Monsieur le président, monsieur le ministre, mes chers collègues, l’article 16 porte sur le relèvement de deux années des limites d’âge des militaires et des durées de service des militaires sous contrat.
En apparence, cette disposition pourrait sembler équitable et de bon sens. En effet, comme tous les Français, comme tous les salariés, comme tous les fonctionnaires, bien que ce qualificatif convienne mal à ces hommes et à ces femmes, il pourrait paraître normal qu’ils soient eux aussi appelés à fournir un effort pour assurer la pérennité de notre système de retraite.
Pourtant, cette argumentation ne tient compte ni de la réalité ni de la spécificité de l’état militaire.
Il faut tout d’abord rappeler que les militaires ont déjà fourni cet effort avec la modification de leur dispositif statutaire en 2005.
La loi du 24 mars 2005 portant statut général des militaires avait ainsi déjà reculé les limites d’âge d’un an à cinq ans pour les officiers et d’un an à trois ans pour les sous-officiers. Cela a d’ailleurs été critiqué par le Haut Comité d’évaluation de la condition militaire, le HCECM, dans l’avis qu’il a rendu sur le projet de loi qui nous occupe aujourd'hui. En effet, selon le comité, cette mesure « serait, à tout le moins, prématurée, les effets combinés de la loi sur les retraites de 2003 et du relèvement des limites d’âges opéré par le statut général des militaires de 2005 n’étant pas encore définitifs. »
Remettre aujourd’hui en cause ce dispositif statutaire, sans concertation, au travers d’un autre projet de loi, me paraît peu convenable et, surtout, désinvolte à l’égard de nos armées.
Un projet de loi qui considère, comme vous le faites, que les militaires sont après tout des fonctionnaires comme les autres, qui ne reconnaît ni la spécificité de leur condition ni leurs mérites risque d’être très mal ressenti dans l’institution.
En outre, un tel relèvement de deux ans entre en totale contradiction avec la nécessité d’avoir des armées jeunes, principale garantie de leur qualité opérationnelle.
Le HCECM avait également relevé que cette mesure était « de nature à conduire à un vieillissement trop important de l’ensemble des effectifs, surtout si elle était accompagnée d’un allongement de la durée des services ouvrant droit à la liquidation immédiate de la pension de retraite. »
En plus, cette disposition est aussi contradictoire avec le type de déroulement de carrières qu’a toujours essayé d’appliquer le ministère de la défense.

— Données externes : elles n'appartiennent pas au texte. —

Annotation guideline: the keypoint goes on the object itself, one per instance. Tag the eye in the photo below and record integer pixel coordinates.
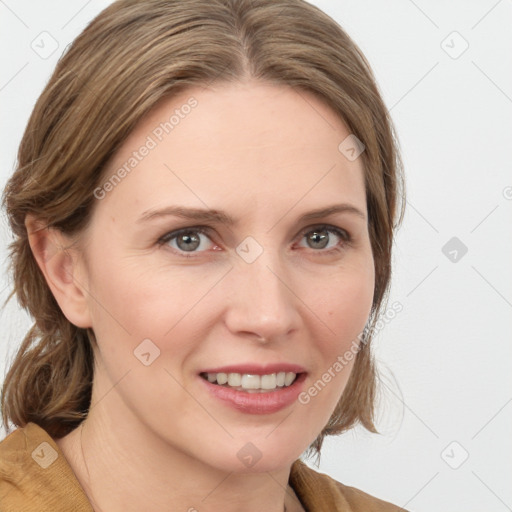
(187, 239)
(321, 237)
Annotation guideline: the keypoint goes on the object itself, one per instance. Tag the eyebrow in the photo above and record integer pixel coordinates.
(217, 216)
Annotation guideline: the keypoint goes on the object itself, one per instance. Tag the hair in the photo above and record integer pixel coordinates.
(132, 55)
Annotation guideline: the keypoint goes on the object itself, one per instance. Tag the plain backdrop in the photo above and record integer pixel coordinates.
(445, 73)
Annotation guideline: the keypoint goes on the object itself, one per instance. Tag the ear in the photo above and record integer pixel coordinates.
(60, 267)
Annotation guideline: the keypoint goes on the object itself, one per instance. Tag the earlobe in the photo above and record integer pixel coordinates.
(59, 267)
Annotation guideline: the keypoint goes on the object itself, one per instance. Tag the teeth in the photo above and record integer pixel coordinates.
(252, 382)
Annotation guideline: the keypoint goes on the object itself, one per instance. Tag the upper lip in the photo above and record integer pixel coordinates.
(255, 369)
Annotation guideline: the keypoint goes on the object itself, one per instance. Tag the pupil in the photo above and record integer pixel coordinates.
(320, 239)
(191, 242)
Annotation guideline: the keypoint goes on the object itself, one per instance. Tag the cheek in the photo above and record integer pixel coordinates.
(348, 301)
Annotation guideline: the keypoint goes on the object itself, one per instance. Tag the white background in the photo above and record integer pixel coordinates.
(445, 359)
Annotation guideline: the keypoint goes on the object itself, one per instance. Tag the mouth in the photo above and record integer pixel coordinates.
(252, 382)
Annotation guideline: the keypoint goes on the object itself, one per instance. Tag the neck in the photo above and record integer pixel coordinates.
(116, 464)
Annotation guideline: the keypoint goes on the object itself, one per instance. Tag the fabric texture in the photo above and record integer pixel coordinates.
(36, 477)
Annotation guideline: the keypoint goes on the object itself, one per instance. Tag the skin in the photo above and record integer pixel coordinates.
(265, 155)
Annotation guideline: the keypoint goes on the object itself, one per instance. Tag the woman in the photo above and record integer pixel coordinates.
(203, 214)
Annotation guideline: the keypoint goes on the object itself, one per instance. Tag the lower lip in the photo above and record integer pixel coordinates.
(257, 403)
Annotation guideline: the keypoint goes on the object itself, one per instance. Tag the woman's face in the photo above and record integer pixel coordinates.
(204, 256)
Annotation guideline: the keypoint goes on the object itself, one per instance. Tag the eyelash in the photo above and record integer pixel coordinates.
(205, 230)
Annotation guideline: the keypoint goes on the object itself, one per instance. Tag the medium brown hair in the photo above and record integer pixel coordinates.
(132, 55)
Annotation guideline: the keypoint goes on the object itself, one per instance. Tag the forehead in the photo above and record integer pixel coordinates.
(247, 144)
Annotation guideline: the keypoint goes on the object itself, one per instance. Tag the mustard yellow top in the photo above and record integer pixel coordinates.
(35, 477)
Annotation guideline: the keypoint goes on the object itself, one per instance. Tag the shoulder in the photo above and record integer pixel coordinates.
(34, 475)
(320, 492)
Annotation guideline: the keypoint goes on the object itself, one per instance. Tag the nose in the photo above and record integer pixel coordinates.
(262, 301)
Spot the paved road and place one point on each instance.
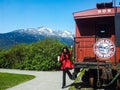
(43, 80)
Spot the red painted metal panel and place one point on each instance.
(87, 26)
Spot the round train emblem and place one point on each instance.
(104, 48)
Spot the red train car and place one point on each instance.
(97, 40)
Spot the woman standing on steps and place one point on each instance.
(66, 64)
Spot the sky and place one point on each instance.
(54, 14)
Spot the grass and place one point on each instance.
(78, 79)
(8, 80)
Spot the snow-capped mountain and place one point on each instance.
(47, 32)
(31, 35)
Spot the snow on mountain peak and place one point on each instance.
(47, 31)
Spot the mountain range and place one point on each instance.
(30, 35)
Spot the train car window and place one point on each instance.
(103, 31)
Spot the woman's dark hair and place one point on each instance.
(67, 51)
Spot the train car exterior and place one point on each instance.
(97, 38)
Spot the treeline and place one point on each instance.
(41, 55)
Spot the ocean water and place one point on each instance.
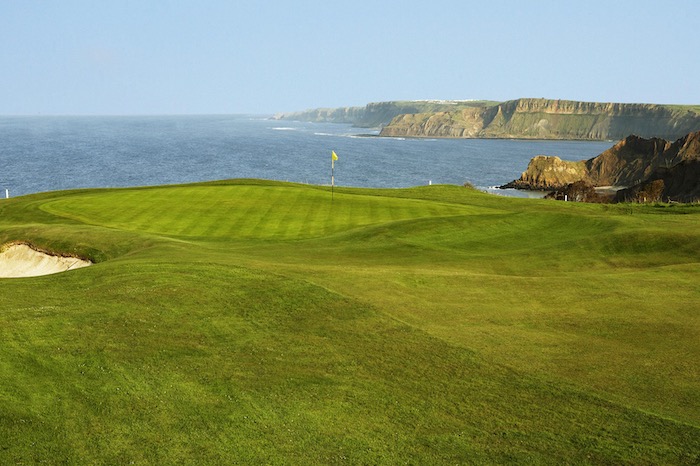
(44, 153)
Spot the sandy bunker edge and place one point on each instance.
(19, 259)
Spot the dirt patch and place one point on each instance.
(22, 260)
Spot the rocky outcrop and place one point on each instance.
(632, 161)
(549, 119)
(680, 183)
(549, 172)
(379, 114)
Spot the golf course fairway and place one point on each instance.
(260, 322)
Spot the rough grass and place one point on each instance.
(259, 322)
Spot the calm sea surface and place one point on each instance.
(54, 153)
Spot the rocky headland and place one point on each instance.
(645, 169)
(379, 114)
(514, 119)
(549, 119)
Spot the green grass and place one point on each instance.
(259, 322)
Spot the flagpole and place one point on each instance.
(334, 157)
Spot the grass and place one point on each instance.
(259, 322)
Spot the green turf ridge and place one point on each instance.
(249, 321)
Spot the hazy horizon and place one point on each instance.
(217, 57)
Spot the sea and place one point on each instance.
(49, 153)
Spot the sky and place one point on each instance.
(122, 57)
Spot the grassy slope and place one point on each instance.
(259, 322)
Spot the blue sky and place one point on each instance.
(238, 56)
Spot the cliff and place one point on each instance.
(629, 162)
(549, 119)
(379, 114)
(680, 183)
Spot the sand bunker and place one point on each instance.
(20, 260)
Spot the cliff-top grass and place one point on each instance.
(259, 322)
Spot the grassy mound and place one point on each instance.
(259, 322)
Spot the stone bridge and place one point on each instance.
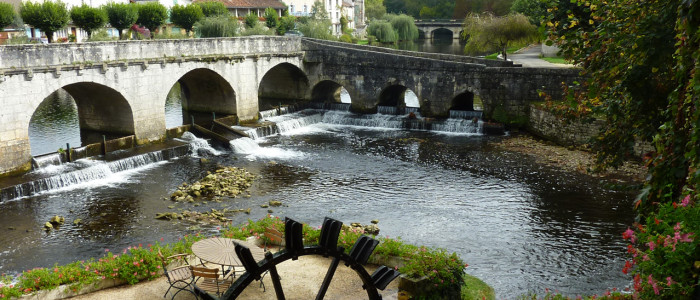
(121, 87)
(430, 27)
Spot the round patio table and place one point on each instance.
(222, 251)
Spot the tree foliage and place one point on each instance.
(185, 16)
(487, 32)
(88, 18)
(216, 26)
(642, 62)
(318, 11)
(534, 10)
(374, 9)
(251, 20)
(286, 23)
(7, 14)
(121, 15)
(48, 16)
(152, 15)
(212, 8)
(383, 31)
(271, 18)
(405, 27)
(317, 29)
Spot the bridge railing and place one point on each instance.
(437, 56)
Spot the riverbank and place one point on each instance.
(569, 159)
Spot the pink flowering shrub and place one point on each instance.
(665, 261)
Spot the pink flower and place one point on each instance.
(685, 201)
(629, 234)
(652, 245)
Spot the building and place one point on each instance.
(241, 8)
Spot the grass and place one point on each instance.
(475, 289)
(556, 60)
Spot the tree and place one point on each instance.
(383, 31)
(152, 15)
(286, 23)
(7, 14)
(185, 16)
(534, 10)
(375, 9)
(405, 27)
(212, 8)
(640, 61)
(271, 18)
(318, 11)
(121, 15)
(88, 18)
(217, 26)
(48, 16)
(487, 32)
(251, 20)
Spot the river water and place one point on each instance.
(521, 226)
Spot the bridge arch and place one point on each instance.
(285, 83)
(101, 110)
(329, 91)
(443, 33)
(203, 91)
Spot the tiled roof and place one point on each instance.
(251, 3)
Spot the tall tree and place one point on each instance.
(641, 61)
(121, 15)
(88, 18)
(375, 9)
(487, 32)
(152, 15)
(271, 18)
(212, 8)
(7, 14)
(48, 16)
(186, 16)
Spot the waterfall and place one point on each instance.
(266, 114)
(53, 159)
(387, 110)
(90, 172)
(465, 114)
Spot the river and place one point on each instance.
(521, 226)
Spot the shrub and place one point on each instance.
(186, 16)
(48, 16)
(7, 14)
(259, 29)
(121, 16)
(383, 31)
(88, 18)
(218, 26)
(346, 38)
(101, 36)
(286, 23)
(152, 15)
(212, 8)
(271, 18)
(405, 27)
(251, 20)
(317, 29)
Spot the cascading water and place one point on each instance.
(43, 161)
(465, 114)
(86, 170)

Il consiste à faire en sorte que les limites d’âge restent suffisamment basses, notamment dans les unités opérationnelles, afin de stimuler les gradés d’un niveau subalterne et d’éviter un vieillissement trop important dans les grades les plus élevés.
Enfin, cette mesure posera inévitablement des problèmes de qualité du recrutement. Celle-ci a déjà été largement éprouvée avec la suspension de la conscription, qui représentait un très important vivier de talents divers.

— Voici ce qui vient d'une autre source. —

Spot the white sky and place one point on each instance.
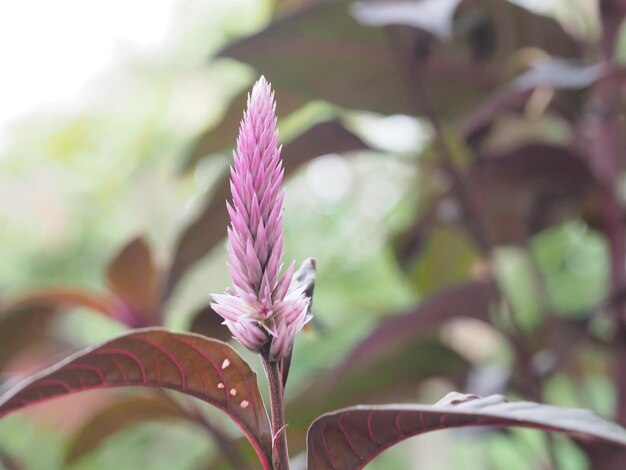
(51, 49)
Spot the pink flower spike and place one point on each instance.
(264, 309)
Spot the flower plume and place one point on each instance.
(262, 308)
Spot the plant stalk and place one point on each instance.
(280, 453)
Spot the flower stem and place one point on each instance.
(280, 454)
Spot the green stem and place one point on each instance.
(280, 454)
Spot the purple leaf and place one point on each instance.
(194, 365)
(471, 299)
(352, 437)
(520, 192)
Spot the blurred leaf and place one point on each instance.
(22, 329)
(66, 297)
(210, 225)
(25, 322)
(560, 74)
(518, 193)
(134, 277)
(375, 68)
(434, 254)
(117, 416)
(550, 72)
(197, 366)
(392, 374)
(208, 323)
(350, 438)
(359, 70)
(472, 299)
(224, 135)
(434, 16)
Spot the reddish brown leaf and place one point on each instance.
(392, 375)
(522, 191)
(210, 225)
(192, 364)
(352, 437)
(134, 277)
(66, 297)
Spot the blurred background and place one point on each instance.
(455, 167)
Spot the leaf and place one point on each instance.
(376, 68)
(22, 329)
(392, 375)
(223, 135)
(520, 192)
(352, 437)
(134, 277)
(192, 364)
(323, 40)
(55, 298)
(471, 299)
(210, 225)
(26, 320)
(434, 16)
(117, 416)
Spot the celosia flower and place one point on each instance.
(261, 307)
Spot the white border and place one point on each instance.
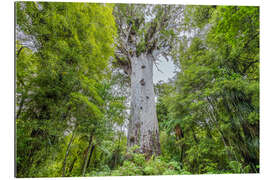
(7, 89)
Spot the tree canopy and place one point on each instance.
(75, 96)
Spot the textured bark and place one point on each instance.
(143, 126)
(66, 155)
(86, 156)
(91, 152)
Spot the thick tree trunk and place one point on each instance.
(143, 126)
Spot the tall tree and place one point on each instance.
(145, 34)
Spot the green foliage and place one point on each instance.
(71, 106)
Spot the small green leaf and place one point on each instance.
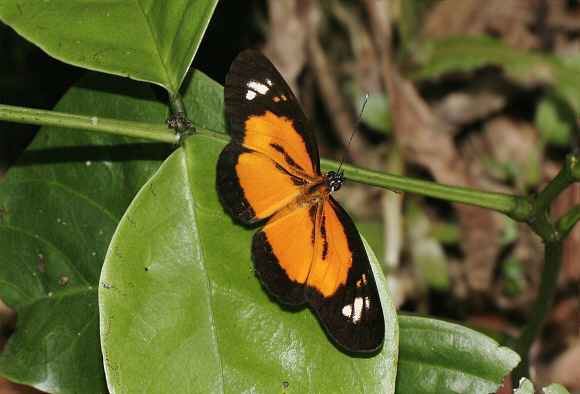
(526, 387)
(152, 41)
(555, 388)
(184, 311)
(61, 202)
(376, 113)
(554, 120)
(440, 357)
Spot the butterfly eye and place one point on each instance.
(334, 180)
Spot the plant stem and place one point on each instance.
(567, 175)
(515, 207)
(155, 132)
(550, 271)
(565, 224)
(177, 104)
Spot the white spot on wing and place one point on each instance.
(358, 305)
(354, 311)
(347, 311)
(258, 87)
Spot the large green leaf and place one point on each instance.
(60, 204)
(469, 53)
(148, 40)
(182, 311)
(440, 357)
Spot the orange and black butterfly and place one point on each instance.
(309, 250)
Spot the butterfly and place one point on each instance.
(309, 250)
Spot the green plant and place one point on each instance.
(178, 306)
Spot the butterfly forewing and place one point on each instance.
(309, 250)
(266, 117)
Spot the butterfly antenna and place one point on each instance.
(354, 129)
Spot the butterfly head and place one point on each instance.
(334, 180)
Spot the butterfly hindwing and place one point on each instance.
(266, 117)
(352, 312)
(314, 254)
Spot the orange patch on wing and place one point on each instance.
(333, 257)
(320, 261)
(265, 186)
(263, 132)
(289, 233)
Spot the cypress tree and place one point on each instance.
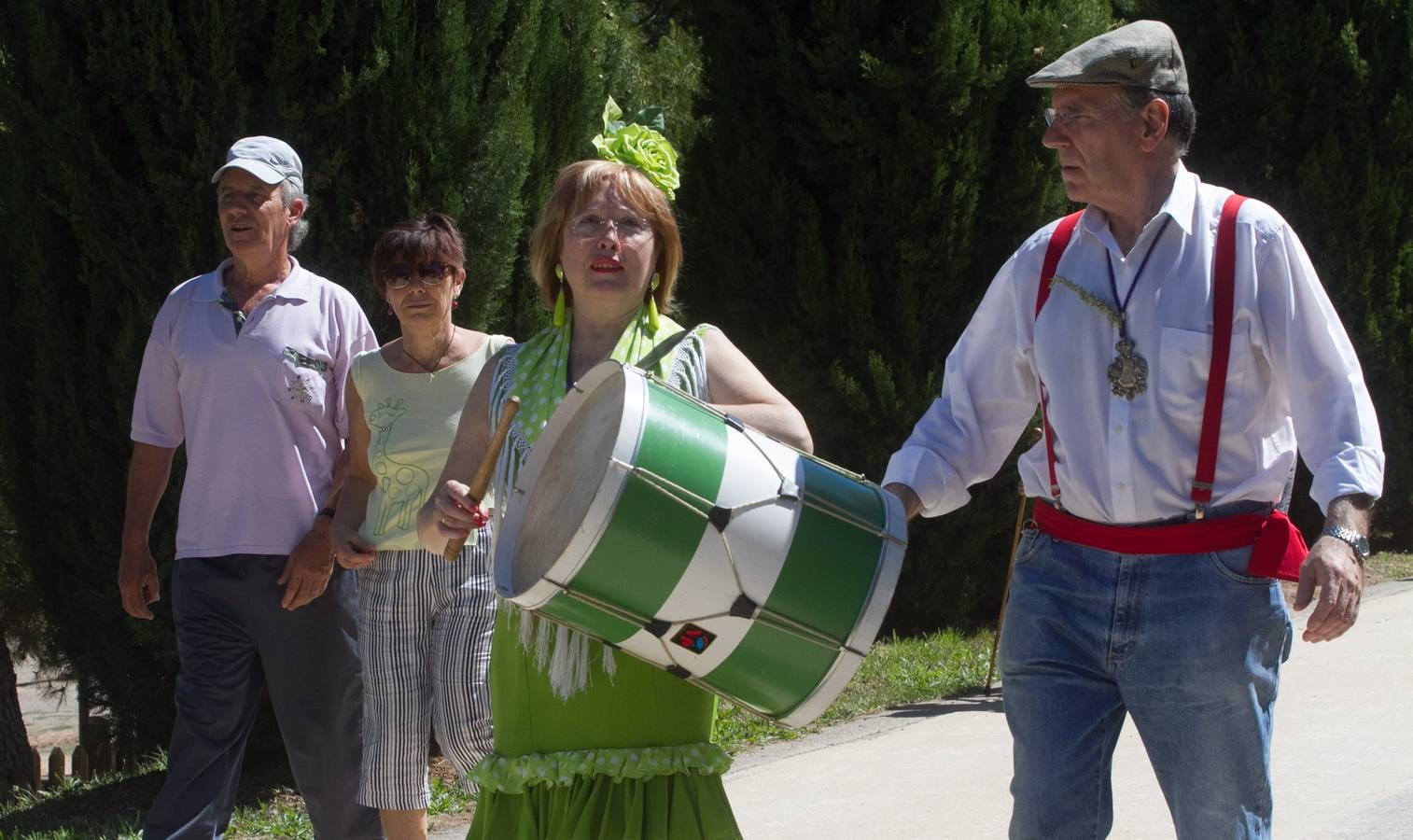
(1308, 106)
(868, 169)
(112, 119)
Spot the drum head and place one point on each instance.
(567, 488)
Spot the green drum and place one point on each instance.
(665, 527)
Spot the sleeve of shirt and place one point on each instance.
(1311, 357)
(157, 416)
(988, 398)
(357, 337)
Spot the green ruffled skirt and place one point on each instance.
(624, 758)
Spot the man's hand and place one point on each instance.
(352, 551)
(308, 568)
(1334, 568)
(910, 502)
(137, 581)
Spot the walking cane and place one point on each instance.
(1011, 568)
(481, 481)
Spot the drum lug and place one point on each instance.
(744, 607)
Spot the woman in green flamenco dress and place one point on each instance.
(591, 743)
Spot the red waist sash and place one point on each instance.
(1278, 551)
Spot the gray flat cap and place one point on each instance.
(1143, 54)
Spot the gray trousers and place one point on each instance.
(233, 639)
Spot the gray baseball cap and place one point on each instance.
(267, 159)
(1143, 54)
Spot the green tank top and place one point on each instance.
(412, 420)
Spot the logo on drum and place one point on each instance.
(694, 638)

Quel attrait peuvent encore aujourd’hui représenter nos armées auprès de jeunes, s’ils n’ont plus, par exemple, la possibilité d’une bonne reconversion professionnelle après quinze années de services ?
Décidément, ces mesures de relèvement des limites d’âge et de durée de service, qui pourraient sembler banales et logiques, auront de graves conséquences sur le moral et sur l’organisation même de nos armées.
Les militaires font un métier exigeant, qui peut parfois aller – je vous le rappelle – jusqu’au sacrifice de leur vie, un métier qui demande un engagement de tous les instants. Ils ont largement contribué à l’effort imposé par la RGPP, la révision générale des politiques publiques, notamment en matière de réduction budgétaire et de diminution des effectifs.
Monsieur le ministre, ne leur imposez pas ces mesures, qui, comme pour le reste de nos concitoyens, sont injustes et inefficaces.